Examples

Typical (or not) usage scenario

dspchip has been implemented to perform common DSP operations on quantitative genomic features. Such data include, but are not limited to, ChIP-seq (or ChIP-chip) data. When we started writing dspchip, we had to face histone modifications, which spread kilobases and, most important, are poorly detected by available peak-finding software (we really like FindPeaks4, MACS and SICER).

Example 1: calculate log2ratio between two datasets

$ dspchip -i chip.bam -c mock.bam --pl=NL -s 5000

Will calculate the log2ratio between tags in chip.bam and mock.bam. The results will be written into a bedgraph file, averaging values in 5 kbp windows.

Example 2: ChIP-seq analysis

$ dspchip -i chip.bam -c input.bam --pl=NLFTZ -e 50000 -s 5000 -p -l mad --wf=max --fir=hanning -n enriched

Will calculate the log2ratio between chip.bam and input.bam (L) after energy normalization (N). Values will be smoothed using a Hanning low pass filter assuming the expected signal size being 50 kbp (F). Negative values will be removed (Z) after thresholding (T) using a MAD estimation. Data will be processed to find peak boundaries. BigWig file will be stored with a step size of 5 kbp using a "max" windowing function. Files prefix will be "enriched".

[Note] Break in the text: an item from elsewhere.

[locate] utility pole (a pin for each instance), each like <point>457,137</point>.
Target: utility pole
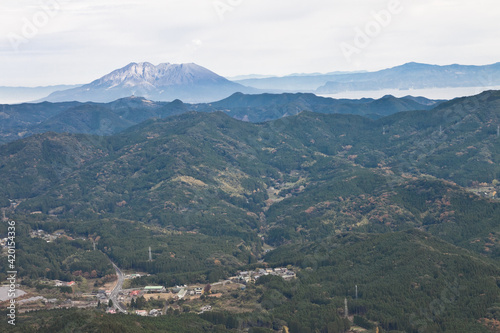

Example 3: Correlate features

$ dspchip -i satellite.bed --pl=FZ -e 50000 -s 1000 -n satellite --fa=bed --csize=genome.tab
$ dspchip -i enriched.bigwig -c satellite.bigwig -e 50000 -C --pl='' --fa=bw

The first command will get a bed file containing satellite repeats and will smooth it using FFT (assuming a window of 50 kbp). The last command will produce correlation plots (chromosome based) between ChIP-seq analysis and satellite repeats.